L’écriture inclusive est une écriture qui cherche à mettre en avant les deux genres (homme et femme) de la société afin d’effacer le masculin comme élément dit “neutre” dans la langue française. Actuellement, le masculin reste encore le genre utilisé par défaut comme s’il était universel et que la femme n’était qu’une extension de l’homme, arrivant en seconde place. Après tout, ne dit-on pas que “le masculin l’emporte” lorsqu’un homme et plusieurs femmes (ou alors un sujet genré au masculin et plusieurs femmes) sont évoqué.e.s dans une phrase ? Là où l’écriture inclusive semblait encore nébuleuse il y a quelques années, elle sort désormais du cadre universitaire et du milieu militant jusqu’à intéresser et interroger les médias… Et bien entendu, un certain nombre de personnes semble bien décidé à ne pas laisser cette pratique se démocratiser.

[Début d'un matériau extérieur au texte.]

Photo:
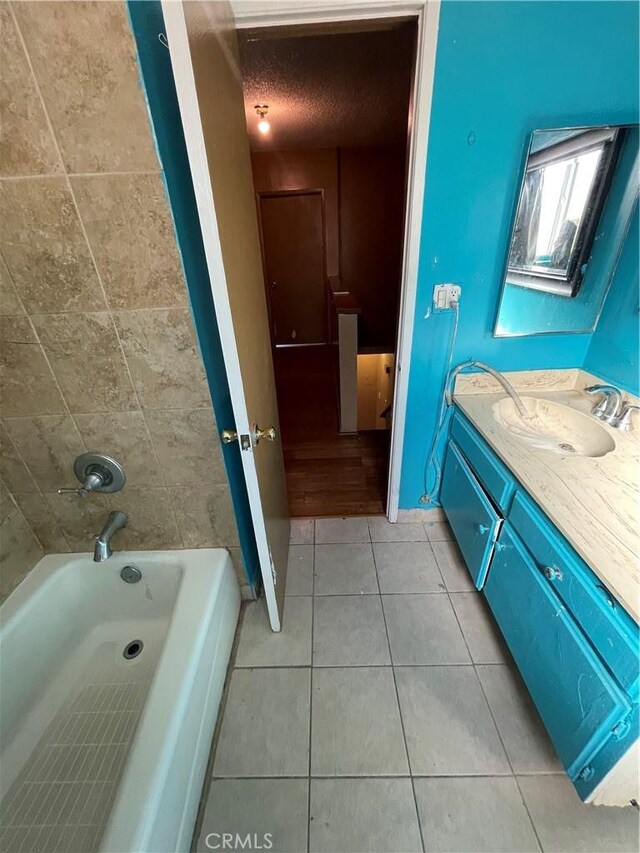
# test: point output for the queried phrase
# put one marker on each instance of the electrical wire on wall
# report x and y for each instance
(432, 484)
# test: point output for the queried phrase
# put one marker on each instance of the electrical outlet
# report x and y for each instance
(445, 294)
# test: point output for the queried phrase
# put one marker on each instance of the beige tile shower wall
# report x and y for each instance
(97, 346)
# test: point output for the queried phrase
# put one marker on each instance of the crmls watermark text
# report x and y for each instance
(235, 841)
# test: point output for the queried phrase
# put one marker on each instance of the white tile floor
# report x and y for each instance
(387, 715)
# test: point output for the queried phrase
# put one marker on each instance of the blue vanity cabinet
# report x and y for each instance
(576, 647)
(473, 518)
(577, 698)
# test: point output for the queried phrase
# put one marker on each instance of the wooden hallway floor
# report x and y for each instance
(328, 474)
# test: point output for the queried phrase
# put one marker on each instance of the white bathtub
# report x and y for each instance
(98, 751)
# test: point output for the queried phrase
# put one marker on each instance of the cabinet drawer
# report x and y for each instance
(473, 519)
(577, 698)
(610, 628)
(493, 475)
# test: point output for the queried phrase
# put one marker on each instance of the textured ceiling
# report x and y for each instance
(324, 91)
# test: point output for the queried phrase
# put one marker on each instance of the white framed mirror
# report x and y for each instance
(573, 208)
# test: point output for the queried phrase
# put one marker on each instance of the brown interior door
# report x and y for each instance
(294, 261)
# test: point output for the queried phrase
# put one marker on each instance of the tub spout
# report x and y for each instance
(116, 521)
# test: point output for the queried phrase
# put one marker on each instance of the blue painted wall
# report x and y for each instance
(614, 347)
(159, 88)
(502, 70)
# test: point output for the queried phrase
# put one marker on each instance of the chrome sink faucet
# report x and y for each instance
(608, 409)
(116, 521)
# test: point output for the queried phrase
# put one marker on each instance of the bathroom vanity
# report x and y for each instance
(549, 533)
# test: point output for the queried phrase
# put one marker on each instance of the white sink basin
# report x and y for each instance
(554, 427)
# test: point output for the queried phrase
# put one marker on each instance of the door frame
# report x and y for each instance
(285, 194)
(277, 13)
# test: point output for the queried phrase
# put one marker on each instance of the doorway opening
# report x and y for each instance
(330, 182)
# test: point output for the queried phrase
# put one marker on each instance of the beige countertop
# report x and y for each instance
(594, 502)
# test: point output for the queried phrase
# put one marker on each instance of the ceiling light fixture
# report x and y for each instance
(263, 124)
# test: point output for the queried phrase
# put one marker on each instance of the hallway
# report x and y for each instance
(327, 473)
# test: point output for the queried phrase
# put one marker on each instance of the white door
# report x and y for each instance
(204, 57)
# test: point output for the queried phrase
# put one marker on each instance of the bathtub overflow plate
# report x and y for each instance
(132, 649)
(130, 574)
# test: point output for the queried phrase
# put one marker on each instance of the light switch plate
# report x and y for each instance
(445, 294)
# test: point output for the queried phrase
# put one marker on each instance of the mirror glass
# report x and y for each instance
(574, 204)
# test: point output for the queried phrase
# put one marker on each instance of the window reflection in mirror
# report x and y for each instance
(575, 183)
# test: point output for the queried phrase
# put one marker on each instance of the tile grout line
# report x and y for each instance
(61, 174)
(395, 685)
(313, 607)
(39, 491)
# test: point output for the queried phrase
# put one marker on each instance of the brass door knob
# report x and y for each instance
(269, 433)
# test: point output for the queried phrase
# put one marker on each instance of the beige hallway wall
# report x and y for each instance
(97, 346)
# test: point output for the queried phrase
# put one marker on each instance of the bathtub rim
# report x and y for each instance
(204, 589)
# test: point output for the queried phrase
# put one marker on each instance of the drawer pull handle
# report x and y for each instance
(552, 573)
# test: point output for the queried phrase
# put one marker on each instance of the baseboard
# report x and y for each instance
(405, 516)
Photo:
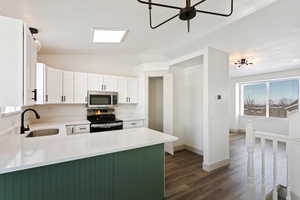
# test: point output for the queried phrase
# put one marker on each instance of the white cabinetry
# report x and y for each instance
(41, 83)
(128, 91)
(30, 60)
(60, 86)
(94, 82)
(102, 83)
(57, 86)
(17, 58)
(80, 87)
(133, 124)
(110, 84)
(53, 86)
(67, 87)
(132, 89)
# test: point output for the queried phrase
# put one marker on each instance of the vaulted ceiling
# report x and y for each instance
(266, 30)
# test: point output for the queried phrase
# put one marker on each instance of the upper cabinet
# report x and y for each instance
(17, 54)
(59, 87)
(95, 82)
(53, 91)
(67, 87)
(105, 83)
(110, 84)
(128, 90)
(30, 60)
(80, 87)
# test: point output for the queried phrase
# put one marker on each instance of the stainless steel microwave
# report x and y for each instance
(100, 99)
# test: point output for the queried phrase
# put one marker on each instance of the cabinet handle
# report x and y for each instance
(34, 95)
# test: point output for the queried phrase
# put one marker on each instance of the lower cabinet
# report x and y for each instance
(133, 124)
(130, 175)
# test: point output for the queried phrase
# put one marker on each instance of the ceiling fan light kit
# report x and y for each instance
(242, 62)
(185, 14)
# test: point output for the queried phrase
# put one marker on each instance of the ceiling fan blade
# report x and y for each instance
(189, 25)
(188, 3)
(199, 3)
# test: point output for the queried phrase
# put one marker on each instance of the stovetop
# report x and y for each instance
(102, 116)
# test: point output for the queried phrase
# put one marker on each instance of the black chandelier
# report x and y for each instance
(186, 14)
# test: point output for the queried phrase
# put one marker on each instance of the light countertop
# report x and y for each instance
(131, 118)
(18, 152)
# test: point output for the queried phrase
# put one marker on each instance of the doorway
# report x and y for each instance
(156, 103)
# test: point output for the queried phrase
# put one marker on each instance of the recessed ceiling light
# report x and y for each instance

Si vous cherchez des explications concrètes sur l’écriture inclusive, il y a des tas d’articles sur le sujet et vous les trouverez en bas de mon post (avec de très bonnes sources). N’oubliez pas non plus que Google peut être une formidable source d’informations… Aujourd’hui, j’ai plutôt envie de revenir sur quelques arguments vraiment pas très malins (et qui montrent beaucoup d’a priopri/d’ignorance) qu’on voit passer dès qu’on parle d’écriture inclusive.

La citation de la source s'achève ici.